IOL / COMPANIES / 06 NOVEMBER 2018 - 10:30 / ROY COKAYNE
JOHANNESBURG - The financial performance of Delta Property Fund, the listed black-managed and substantially black-owned property fund with significant exposure to government-tenanted offices, was significantly affected in the six months to August by issues related to its government portfolio.
Sandile Nomvete, the chief executive of Delta, confirmed yesterday that it was a very challenging past six months, mainly because of the continued protraction in the bulk lease renewal programme of user department leases through the Department of Public Works (DPW), which made it difficult to refinance debt at competitive rates.

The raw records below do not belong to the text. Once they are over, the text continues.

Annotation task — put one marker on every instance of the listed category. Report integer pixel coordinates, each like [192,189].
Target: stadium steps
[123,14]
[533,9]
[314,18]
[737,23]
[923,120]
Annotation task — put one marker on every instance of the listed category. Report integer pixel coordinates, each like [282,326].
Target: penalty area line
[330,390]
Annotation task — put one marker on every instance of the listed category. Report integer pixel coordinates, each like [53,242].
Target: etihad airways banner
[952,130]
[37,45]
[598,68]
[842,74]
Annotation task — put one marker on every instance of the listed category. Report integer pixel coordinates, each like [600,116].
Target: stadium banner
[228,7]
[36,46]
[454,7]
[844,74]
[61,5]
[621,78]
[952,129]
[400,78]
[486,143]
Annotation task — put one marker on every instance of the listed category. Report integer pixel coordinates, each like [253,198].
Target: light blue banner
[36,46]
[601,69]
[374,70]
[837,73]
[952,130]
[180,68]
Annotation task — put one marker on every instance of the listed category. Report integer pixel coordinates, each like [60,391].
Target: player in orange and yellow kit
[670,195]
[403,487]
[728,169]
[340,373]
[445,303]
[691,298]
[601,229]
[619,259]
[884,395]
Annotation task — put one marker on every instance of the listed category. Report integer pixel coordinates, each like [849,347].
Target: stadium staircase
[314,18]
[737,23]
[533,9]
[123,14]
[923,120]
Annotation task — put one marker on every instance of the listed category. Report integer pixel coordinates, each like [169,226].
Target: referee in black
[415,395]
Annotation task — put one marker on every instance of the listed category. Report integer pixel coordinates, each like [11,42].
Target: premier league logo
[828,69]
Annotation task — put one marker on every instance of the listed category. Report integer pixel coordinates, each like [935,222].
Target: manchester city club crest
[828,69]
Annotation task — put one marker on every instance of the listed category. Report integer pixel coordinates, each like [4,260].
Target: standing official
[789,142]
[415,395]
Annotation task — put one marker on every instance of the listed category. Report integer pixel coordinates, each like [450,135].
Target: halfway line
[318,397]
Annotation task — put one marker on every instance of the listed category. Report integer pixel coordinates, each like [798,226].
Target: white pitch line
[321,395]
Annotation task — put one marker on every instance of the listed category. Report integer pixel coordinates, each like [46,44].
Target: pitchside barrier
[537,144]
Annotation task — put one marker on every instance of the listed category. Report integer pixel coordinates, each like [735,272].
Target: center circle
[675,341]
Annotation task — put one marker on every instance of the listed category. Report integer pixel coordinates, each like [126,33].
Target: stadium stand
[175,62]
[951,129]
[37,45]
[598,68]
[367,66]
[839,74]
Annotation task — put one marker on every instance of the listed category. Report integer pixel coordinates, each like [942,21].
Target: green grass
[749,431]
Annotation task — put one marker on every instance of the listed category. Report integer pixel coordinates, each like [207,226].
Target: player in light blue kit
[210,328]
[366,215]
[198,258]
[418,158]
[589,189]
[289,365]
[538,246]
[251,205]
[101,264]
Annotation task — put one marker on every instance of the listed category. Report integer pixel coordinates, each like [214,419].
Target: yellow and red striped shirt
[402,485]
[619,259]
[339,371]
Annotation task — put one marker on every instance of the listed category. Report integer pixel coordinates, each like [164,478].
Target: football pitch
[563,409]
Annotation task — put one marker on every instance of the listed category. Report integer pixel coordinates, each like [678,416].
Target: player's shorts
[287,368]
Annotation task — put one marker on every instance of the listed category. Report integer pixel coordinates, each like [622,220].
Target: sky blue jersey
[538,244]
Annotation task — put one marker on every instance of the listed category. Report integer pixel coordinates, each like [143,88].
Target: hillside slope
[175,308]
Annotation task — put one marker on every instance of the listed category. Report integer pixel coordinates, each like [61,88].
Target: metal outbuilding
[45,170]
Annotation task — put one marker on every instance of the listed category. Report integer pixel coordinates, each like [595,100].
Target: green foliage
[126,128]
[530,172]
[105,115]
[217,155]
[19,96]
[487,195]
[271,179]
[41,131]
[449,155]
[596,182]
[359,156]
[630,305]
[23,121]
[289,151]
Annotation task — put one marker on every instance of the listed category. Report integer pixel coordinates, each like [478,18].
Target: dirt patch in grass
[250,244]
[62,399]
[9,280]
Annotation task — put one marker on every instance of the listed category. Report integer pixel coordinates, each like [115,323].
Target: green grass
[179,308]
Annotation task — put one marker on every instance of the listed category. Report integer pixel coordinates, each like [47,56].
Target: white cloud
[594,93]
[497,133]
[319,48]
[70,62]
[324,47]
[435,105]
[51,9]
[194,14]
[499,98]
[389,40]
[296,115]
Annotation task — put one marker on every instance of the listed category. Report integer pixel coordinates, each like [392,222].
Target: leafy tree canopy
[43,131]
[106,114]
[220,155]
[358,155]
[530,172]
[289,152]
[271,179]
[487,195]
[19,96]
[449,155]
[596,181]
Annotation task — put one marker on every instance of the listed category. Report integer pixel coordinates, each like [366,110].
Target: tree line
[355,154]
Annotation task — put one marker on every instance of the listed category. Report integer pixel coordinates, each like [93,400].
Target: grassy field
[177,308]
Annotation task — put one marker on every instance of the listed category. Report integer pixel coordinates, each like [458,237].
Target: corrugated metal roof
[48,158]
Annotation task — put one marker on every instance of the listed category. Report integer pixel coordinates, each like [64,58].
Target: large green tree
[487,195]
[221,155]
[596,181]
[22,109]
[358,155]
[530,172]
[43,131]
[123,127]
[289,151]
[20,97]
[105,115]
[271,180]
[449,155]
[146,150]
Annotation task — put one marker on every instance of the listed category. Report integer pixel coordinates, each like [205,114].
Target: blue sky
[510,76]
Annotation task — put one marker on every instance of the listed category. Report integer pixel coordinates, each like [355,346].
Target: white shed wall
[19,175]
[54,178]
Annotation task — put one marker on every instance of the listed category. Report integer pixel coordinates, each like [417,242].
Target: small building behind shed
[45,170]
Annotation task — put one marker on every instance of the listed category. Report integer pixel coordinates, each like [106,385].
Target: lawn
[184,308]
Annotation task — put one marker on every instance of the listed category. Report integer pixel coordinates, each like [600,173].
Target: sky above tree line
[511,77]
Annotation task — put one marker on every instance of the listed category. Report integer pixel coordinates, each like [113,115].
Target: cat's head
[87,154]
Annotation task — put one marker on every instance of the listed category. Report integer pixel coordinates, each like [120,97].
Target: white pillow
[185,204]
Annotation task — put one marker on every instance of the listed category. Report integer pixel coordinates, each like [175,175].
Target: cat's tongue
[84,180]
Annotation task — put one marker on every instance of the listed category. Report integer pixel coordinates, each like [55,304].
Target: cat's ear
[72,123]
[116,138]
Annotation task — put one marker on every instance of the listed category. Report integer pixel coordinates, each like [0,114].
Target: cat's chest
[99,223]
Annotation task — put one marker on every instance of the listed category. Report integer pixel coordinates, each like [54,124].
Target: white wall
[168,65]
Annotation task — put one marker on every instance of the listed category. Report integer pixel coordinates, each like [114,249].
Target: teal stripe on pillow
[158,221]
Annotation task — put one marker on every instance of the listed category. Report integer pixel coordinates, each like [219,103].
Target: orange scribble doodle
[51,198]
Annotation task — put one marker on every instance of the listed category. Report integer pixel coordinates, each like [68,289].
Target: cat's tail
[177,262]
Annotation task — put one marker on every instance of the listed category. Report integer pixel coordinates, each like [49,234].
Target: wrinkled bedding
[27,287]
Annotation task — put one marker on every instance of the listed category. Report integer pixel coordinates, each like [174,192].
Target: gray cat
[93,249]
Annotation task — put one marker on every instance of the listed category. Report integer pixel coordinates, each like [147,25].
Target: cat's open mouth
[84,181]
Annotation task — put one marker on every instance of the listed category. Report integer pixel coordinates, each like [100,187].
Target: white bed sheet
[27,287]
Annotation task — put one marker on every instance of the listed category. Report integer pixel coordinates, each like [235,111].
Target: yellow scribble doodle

Sandile Nomvete, chief executive of the black-managed and empowered Delta Property Fund,
presents the company’s results.
Nomvete said temporary refinance costs increased by 5.7percent due to higher restructuring fees and delayed the bulk of the R600million capital expenditure programme the company had communicated to the market.
He said altogether 59 leases totalling 227500m² had been concluded with the DPW and the Treasury in the first stage of the negotiation process.
Nomvete said the lease terms proposed ranged between three and nine years and 11 months.
He said the DPW had negotiated the terms and rentals with Delta and would now agree these with their user departments in stage two of the negotiation process.
Nomvete said three user departments making up 94334m² had concluded stage one and two and progressed to the third and final stage, where the bid adjudication committee was expected to grant its approval.
“Following these three stages, DPW has indicated that the remaining 133166m² are expected to be renewed by December 31,” he said.
Delta’s property operating expenses increased by 23.8percent to R254.1m in the six months to August from R205.3m in the prior period, resulting in net property income decreasing by 8.8percent to R525.6m from R576.4m.
Nomvete said this resulted primarily from a R30m once-off provision raised related to a gross lettable area dispute on the Forum building, which was under discussion with the DPW.
He said this provision also increased the gross cost to income ratio to 32percent and vacancies to 13.3percent of gross lettable area.
Finance costs increased by 5.7percent, which Delta attributed primarily to the conclusion of new facilities and the refinancing of existing facilities at marginally higher rates, coupled with higher debt restructuring fees.
Nomvete said they expected a significant reduction in finance costs on completion of longer-term lease contracts, with the benefits of this likely be included in the 2020 financial year.
Delta declared a distribution a share of 39.40cents for the reporting period, which is 15.1percent lower than in the prior period. Shares in Delta dropped 2.80percent on the JSE yesterday to close at R5.91.